I was looking a bit at the connection between singularities of complex algebraic varieties and exotic spheres. I find it quite remarkable that you can obtain all 28 differentiable structures on the 7 sphere by intersecting a small sphere with some very innocent looking algebraic variety. It makes me wonder how common that is: if you take a "random" algebraic variety with a singularity at the origin in $\mathbb{C}^5$, and intersect it with a small sphere, what are the chances you get an exotic structure on the 7 sphere? Are some smooth structures more likely to appear than others? Has anyone actually computed probabilities?

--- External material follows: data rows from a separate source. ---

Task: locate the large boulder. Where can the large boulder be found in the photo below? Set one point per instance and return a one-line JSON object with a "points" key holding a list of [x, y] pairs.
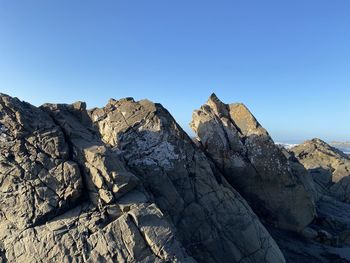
{"points": [[67, 197], [275, 185], [213, 222], [329, 167], [37, 179]]}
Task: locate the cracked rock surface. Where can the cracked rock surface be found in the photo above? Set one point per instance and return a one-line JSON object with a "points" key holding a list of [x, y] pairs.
{"points": [[67, 197], [275, 185], [329, 167], [213, 222]]}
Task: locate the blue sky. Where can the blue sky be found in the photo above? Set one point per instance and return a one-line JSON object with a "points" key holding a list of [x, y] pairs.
{"points": [[288, 61]]}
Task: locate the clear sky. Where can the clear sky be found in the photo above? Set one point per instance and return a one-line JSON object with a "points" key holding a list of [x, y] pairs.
{"points": [[288, 61]]}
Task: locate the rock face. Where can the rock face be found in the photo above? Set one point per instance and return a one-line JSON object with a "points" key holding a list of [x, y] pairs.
{"points": [[213, 221], [37, 180], [118, 184], [67, 197], [329, 167], [274, 185]]}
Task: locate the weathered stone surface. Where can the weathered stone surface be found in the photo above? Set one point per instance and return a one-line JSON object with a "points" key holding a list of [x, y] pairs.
{"points": [[274, 185], [41, 215], [329, 167], [213, 222], [105, 175], [85, 234], [37, 181]]}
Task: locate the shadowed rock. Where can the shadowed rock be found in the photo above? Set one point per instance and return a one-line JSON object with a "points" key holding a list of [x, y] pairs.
{"points": [[213, 221], [41, 219], [274, 184], [329, 167]]}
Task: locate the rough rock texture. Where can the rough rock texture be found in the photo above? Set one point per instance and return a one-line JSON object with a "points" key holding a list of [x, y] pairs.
{"points": [[329, 167], [37, 181], [213, 222], [67, 197], [275, 186]]}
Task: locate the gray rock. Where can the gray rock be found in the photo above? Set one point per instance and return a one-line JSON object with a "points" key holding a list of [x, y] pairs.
{"points": [[49, 166], [274, 185], [37, 181], [213, 222], [329, 167]]}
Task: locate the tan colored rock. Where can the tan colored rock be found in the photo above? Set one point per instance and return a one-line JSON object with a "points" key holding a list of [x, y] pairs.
{"points": [[329, 167], [104, 171], [213, 222], [245, 153], [42, 217]]}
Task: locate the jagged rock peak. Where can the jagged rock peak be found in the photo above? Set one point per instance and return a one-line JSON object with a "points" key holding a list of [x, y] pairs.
{"points": [[275, 186], [329, 167], [184, 184]]}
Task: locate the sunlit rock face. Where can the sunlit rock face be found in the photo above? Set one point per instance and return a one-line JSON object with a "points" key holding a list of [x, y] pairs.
{"points": [[329, 167], [214, 223], [118, 184], [275, 185]]}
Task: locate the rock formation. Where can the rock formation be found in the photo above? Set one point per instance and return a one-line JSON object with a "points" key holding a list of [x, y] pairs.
{"points": [[119, 184], [212, 220], [329, 167], [275, 186]]}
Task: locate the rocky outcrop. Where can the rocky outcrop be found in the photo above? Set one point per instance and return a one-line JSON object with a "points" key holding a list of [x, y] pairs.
{"points": [[37, 179], [275, 186], [213, 222], [329, 167], [67, 197], [118, 184]]}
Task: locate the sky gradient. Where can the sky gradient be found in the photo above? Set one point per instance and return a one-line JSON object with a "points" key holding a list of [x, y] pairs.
{"points": [[288, 61]]}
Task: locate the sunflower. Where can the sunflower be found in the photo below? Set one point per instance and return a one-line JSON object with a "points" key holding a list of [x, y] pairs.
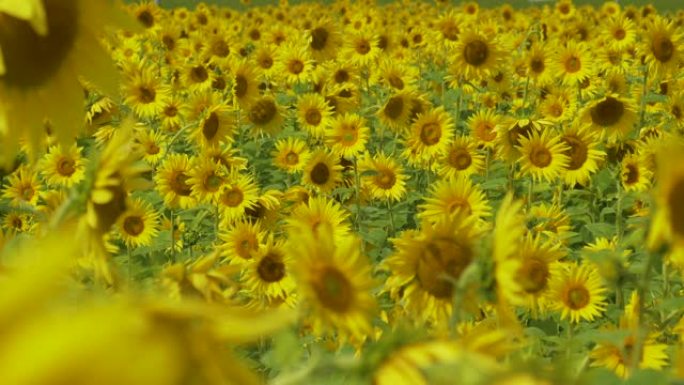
{"points": [[396, 75], [543, 156], [314, 114], [139, 224], [23, 187], [482, 126], [294, 64], [322, 171], [397, 110], [46, 45], [238, 193], [474, 56], [325, 40], [449, 195], [62, 167], [241, 240], [573, 62], [619, 33], [245, 83], [15, 222], [265, 115], [613, 116], [172, 181], [635, 174], [388, 181], [583, 153], [662, 47], [215, 128], [360, 48], [461, 159], [172, 115], [267, 276], [525, 276], [431, 133], [426, 265], [153, 143], [196, 77], [319, 211], [335, 282], [206, 179], [538, 63], [347, 135], [578, 293], [265, 57], [290, 154]]}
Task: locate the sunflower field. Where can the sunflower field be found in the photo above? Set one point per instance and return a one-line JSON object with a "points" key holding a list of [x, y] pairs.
{"points": [[341, 193]]}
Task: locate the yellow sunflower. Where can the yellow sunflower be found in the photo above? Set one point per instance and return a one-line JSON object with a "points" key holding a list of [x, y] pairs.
{"points": [[583, 153], [482, 126], [238, 193], [662, 47], [347, 135], [319, 211], [145, 92], [22, 187], [215, 128], [62, 167], [613, 116], [172, 181], [578, 293], [46, 45], [240, 241], [294, 64], [267, 276], [461, 159], [388, 181], [206, 179], [431, 133], [543, 156], [449, 195], [334, 281], [139, 224], [314, 114], [246, 80], [291, 154], [573, 62], [427, 265], [474, 55], [322, 171], [396, 112], [635, 173], [265, 115]]}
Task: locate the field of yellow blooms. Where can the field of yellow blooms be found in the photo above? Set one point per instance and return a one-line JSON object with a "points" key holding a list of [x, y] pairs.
{"points": [[341, 193]]}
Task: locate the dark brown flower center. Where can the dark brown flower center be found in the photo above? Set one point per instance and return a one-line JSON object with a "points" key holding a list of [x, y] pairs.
{"points": [[430, 133], [394, 107], [66, 167], [607, 112], [262, 112], [210, 126], [577, 151], [577, 297], [333, 289], [476, 52], [319, 37], [320, 174], [441, 262], [271, 268], [133, 225]]}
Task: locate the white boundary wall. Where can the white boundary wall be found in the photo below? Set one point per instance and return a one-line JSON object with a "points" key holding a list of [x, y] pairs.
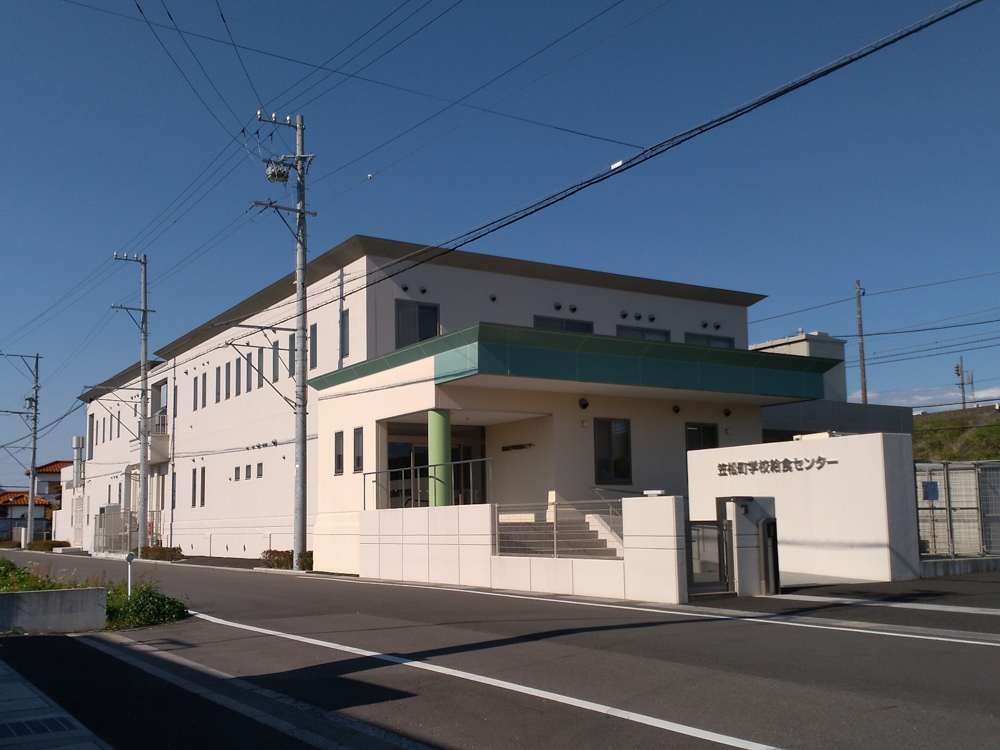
{"points": [[846, 506], [454, 545]]}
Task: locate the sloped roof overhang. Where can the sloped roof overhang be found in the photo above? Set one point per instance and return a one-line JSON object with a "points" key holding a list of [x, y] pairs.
{"points": [[502, 356]]}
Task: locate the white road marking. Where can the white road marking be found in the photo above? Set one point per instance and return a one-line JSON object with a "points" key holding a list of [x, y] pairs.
{"points": [[900, 605], [566, 700], [784, 620]]}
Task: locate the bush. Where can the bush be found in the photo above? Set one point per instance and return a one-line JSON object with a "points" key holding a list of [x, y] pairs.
{"points": [[147, 606], [170, 554], [305, 560], [280, 559], [46, 545]]}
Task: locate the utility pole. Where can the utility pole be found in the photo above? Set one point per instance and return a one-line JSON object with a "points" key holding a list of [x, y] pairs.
{"points": [[30, 415], [960, 372], [143, 500], [858, 293], [277, 171]]}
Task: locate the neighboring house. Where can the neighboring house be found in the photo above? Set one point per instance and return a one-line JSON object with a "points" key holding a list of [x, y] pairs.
{"points": [[48, 481], [562, 379], [832, 413]]}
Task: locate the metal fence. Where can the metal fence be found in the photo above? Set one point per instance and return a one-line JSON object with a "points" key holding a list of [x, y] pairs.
{"points": [[958, 507], [587, 528], [116, 531]]}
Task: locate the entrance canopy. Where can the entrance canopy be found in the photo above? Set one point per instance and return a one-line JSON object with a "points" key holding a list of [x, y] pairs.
{"points": [[502, 356]]}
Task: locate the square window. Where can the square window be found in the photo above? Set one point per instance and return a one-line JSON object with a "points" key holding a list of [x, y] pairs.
{"points": [[612, 451]]}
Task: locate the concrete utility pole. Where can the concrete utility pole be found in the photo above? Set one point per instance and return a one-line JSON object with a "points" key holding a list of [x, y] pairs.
{"points": [[30, 415], [858, 292], [277, 171], [960, 371], [142, 502]]}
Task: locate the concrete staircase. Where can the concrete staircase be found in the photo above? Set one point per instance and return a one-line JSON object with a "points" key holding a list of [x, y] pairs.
{"points": [[534, 538]]}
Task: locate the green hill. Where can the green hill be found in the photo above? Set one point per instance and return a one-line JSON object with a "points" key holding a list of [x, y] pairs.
{"points": [[969, 435]]}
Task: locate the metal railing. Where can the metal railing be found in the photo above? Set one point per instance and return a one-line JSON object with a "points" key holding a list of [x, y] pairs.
{"points": [[958, 508], [412, 486], [584, 528]]}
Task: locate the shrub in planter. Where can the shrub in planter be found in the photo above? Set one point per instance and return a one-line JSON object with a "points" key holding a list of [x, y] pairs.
{"points": [[276, 558], [46, 545], [171, 554]]}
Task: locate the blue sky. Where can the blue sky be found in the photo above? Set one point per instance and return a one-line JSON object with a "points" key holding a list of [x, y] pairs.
{"points": [[886, 171]]}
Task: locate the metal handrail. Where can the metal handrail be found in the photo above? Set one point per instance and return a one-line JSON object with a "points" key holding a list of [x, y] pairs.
{"points": [[411, 475]]}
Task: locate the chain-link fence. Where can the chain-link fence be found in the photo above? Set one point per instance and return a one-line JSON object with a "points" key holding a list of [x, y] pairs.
{"points": [[958, 507]]}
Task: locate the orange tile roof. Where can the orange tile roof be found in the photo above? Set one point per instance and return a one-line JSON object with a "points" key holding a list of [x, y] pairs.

Part of the problem is lack of precise probabilistic model for this question (i.e., what is a "random" singularity?). You also have to restrict to isolated hypersurface singularities in ${\mathbb C}^n$. The question starts to make sense if you further restrict to Brieskorn singularities of the form $$ z_0^{a_0}+...+ z_n^{a_n}=0 $$ where all $a_k\ge 2$ are integers. This situation was analyzed in great detail, for instance, in Milnor's book "Singular points of complex hypersurfaces," sections 8 and 9. (See also Hirzebruch's paper accessible here.) For isolated singularities, provided that $n\ge 3$, the link $K$ of the singularity is a topological sphere $\iff$ it is an (integer) homology sphere $\iff \Delta(1)=\pm 1$ (theorem 8.5 in Milnor's book). Furthermore, say, for odd $n$, one can decide if $K$ is the exotic or not by looking at $\Delta(1)$ mod $8$. For Brieskorn singularities, $\Delta$ is quite computable, so you can get your hands dirty and start computing probabilities. It is also, probably, easier, to use for this computation the graphtheoretic criterion on page 18 of Hirzebruch's paper. I looked at the case when $n=2$ and the relevant question is about the probability of $K$ to be an integer homology sphere, equivalently, the numbers $a_0, a_1, a_2$ being pairwise coprime. Such probabilities were computed here and the answer is approximately $0.286$.